Девочка действительно принимала участие в художественной самодеятельности. Хотя, по общему мнению учителей, ее игре не хватало выразительности, но она, несомненно, старалась.
Добрая Надежда Павловна, классный руководитель пятого класса, радовалась, что Лариса Вечер не доставляет ей особых хлопот, — нормально учится и хорошо ведет себя. Правда, Лариса не любит заниматься в мастерской, пренебрегает уроками физкультуры, но ведь она — девочка. К тому же такая славная! Ее золотистые волосы всегда аккуратно, даже кокетливо, завязаны черной ленточкой. Она всегда является в школу в выглаженном коричневом платьице с белоснежным воротничком. На нее приятно смотреть.
Классный руководитель шестого класса Нина Ивановна не говорила, что с Геннадием она чувствует себя спокойно. Но с ним было интересно. Он задавал вопросы. Он хотел знать. А на уроках математики, физики, труда он был первым, лучшим учеником.

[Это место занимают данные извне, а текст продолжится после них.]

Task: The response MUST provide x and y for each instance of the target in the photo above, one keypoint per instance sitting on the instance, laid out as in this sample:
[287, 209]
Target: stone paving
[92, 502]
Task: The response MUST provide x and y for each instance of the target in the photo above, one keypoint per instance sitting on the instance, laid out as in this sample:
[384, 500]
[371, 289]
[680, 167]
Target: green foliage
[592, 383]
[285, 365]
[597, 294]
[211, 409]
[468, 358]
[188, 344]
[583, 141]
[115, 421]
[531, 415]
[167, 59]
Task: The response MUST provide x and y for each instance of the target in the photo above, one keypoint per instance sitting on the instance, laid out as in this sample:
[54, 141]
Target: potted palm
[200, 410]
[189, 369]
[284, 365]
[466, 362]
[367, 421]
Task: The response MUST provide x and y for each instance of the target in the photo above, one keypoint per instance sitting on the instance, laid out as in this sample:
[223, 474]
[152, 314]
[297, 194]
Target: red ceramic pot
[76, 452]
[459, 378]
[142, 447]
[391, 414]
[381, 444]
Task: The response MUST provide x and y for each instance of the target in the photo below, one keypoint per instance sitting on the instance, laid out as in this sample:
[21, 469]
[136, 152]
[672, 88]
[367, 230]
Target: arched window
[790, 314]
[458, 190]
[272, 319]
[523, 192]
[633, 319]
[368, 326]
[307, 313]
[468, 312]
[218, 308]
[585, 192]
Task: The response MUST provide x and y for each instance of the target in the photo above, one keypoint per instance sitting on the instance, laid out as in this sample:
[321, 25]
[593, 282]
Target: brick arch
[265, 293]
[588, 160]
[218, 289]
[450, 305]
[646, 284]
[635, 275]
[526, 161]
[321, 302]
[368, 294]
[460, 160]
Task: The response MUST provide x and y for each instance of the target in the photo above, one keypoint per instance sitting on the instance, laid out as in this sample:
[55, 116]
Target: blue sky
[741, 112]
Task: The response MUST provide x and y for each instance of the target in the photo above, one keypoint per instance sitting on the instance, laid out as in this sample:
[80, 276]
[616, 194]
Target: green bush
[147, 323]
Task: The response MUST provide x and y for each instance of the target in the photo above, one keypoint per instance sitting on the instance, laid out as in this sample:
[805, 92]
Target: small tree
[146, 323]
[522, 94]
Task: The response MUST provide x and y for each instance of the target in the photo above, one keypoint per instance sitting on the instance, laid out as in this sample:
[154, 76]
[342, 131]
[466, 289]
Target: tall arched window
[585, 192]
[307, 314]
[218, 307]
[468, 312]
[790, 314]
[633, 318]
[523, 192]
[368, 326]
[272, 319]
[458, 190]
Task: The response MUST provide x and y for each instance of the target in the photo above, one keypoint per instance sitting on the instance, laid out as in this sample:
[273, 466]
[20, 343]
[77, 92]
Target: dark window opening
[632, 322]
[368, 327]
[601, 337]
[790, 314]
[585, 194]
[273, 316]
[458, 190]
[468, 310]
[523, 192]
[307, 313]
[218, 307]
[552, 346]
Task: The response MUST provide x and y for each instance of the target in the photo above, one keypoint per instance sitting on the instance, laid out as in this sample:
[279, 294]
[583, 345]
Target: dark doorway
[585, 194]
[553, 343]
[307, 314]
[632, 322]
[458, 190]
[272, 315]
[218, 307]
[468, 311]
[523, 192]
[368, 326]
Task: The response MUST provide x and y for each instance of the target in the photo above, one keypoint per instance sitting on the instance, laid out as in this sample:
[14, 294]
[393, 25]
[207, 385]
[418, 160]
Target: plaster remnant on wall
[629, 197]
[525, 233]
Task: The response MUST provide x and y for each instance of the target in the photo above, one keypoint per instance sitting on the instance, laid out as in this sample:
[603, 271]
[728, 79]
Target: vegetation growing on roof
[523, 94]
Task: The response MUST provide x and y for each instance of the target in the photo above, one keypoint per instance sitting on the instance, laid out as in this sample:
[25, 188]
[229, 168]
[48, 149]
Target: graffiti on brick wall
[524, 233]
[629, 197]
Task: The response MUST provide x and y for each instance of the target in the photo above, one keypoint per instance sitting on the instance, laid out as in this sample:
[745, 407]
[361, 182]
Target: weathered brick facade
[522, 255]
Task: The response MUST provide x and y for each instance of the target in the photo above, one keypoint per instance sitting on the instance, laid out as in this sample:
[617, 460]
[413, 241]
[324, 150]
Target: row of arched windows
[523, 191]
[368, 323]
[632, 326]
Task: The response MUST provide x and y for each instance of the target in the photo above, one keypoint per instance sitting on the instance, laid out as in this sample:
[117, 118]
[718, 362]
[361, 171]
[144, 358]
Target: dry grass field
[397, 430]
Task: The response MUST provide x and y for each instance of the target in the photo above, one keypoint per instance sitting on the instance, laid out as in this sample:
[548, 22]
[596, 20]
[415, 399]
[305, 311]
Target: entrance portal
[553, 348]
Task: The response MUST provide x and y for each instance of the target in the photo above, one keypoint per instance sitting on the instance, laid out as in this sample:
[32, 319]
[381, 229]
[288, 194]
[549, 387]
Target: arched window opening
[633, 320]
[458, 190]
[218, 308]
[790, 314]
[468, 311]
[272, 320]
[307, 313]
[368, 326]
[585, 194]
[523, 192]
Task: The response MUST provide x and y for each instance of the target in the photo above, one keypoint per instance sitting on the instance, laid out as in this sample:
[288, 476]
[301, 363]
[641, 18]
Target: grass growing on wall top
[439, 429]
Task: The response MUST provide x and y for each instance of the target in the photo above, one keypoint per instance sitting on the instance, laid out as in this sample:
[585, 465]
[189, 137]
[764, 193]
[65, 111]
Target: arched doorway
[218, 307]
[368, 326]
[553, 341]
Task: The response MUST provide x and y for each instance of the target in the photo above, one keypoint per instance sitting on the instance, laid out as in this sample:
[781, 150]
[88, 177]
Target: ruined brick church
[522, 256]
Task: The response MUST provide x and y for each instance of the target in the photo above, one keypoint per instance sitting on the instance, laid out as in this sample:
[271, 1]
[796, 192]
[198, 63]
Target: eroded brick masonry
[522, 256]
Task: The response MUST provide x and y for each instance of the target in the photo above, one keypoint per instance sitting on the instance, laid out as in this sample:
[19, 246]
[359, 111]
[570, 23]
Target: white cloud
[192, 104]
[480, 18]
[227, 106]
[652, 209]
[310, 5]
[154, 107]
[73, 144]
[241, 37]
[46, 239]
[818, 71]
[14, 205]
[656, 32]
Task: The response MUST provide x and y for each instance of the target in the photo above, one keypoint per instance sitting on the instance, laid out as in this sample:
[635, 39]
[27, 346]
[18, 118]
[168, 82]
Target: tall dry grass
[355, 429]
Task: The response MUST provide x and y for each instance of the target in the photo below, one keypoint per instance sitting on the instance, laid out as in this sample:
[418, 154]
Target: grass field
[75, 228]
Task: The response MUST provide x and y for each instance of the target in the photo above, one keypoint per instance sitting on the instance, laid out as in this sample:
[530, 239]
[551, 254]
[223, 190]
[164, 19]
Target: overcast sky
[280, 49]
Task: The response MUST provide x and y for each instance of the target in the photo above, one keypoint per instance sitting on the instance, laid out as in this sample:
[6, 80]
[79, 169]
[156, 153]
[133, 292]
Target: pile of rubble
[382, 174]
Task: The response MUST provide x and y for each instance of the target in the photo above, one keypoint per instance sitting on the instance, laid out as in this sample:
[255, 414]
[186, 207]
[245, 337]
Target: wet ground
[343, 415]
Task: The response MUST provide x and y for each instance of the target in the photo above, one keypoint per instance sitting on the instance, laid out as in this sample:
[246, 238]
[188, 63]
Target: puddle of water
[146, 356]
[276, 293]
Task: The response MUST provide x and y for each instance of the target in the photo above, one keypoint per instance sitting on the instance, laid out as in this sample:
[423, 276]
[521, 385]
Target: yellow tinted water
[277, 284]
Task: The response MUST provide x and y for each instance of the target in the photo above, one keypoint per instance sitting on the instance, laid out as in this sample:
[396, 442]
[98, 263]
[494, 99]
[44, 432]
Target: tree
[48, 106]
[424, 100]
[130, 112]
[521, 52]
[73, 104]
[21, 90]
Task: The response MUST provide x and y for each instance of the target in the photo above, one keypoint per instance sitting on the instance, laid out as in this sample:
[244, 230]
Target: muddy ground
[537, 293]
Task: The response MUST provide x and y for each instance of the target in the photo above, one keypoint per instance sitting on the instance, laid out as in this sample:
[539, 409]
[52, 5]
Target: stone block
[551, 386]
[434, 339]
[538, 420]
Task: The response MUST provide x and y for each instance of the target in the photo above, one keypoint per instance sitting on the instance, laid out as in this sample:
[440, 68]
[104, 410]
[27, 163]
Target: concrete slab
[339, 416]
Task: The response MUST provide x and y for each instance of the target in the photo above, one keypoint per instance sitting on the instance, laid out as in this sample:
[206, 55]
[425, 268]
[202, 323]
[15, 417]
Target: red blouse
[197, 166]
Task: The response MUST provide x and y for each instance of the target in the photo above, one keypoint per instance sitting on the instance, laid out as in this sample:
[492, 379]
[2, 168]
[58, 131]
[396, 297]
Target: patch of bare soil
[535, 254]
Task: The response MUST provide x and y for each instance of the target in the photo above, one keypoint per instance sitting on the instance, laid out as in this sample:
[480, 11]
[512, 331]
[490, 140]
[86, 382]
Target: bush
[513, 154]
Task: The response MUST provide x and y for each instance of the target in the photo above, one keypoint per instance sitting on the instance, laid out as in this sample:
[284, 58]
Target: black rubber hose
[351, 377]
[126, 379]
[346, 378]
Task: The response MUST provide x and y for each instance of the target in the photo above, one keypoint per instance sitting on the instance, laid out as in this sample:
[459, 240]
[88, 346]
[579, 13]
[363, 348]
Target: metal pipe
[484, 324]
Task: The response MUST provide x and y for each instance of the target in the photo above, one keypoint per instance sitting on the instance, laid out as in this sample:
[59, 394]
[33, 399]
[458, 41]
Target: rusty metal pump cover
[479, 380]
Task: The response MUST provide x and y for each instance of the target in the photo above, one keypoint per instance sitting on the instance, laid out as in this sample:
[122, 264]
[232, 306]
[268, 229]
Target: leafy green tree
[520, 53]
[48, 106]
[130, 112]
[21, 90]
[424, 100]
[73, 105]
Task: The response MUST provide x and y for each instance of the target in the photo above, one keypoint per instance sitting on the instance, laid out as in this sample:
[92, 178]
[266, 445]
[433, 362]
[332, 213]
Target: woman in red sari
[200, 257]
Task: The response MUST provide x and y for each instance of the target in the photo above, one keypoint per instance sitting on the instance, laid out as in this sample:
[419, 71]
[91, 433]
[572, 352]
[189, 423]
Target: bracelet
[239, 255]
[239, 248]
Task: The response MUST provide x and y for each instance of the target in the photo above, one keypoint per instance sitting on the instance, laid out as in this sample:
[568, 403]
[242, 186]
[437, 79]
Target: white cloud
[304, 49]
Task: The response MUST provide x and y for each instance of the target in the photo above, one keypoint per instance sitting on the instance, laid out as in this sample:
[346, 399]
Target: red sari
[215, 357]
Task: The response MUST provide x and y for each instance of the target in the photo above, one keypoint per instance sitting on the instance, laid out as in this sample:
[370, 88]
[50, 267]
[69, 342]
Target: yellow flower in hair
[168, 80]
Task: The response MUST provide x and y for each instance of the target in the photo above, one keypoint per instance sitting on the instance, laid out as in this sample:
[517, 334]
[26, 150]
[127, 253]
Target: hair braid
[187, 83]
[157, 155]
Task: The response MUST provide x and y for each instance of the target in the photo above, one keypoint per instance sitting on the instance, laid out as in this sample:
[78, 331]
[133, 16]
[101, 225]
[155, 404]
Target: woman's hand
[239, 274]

— Талантливый мальчик, — говорила она в учительской. — И всё же какой-то озлобленный… Озлобленные дети часто несчастные дети…
— Но ведь у него чудная семья, — возражала Надежда Павловна. — Более чем благополучная семья. Посмотрите на девочку. Прелесть!
— Как мало мы об этом знаем, — вздыхала в ответ Нина Ивановна.
Не было ничего необычного в том, что Нина Ивановна, проверяя личные дела своих учеников, вдруг обнаружила, что Геннадию именно в этот день исполнилось тринадцать лет. Ее урок был последним. Перед самым звонком с урока она поздравила Геннадия и сказала ему несколько теплых слов. И вдруг жесткий, ершистый Геннадий Вечер, самый сильный в шестом классе, разревелся как маленький. Он опустил голову на руки, затем рывком поднялся и бросился к двери.
Нина Ивановна его задержала, а остальных учеников отпустила. Школьники вышли молча, тихо, с той взволнованной деликатностью, которая в подобных случаях так трогает в детях.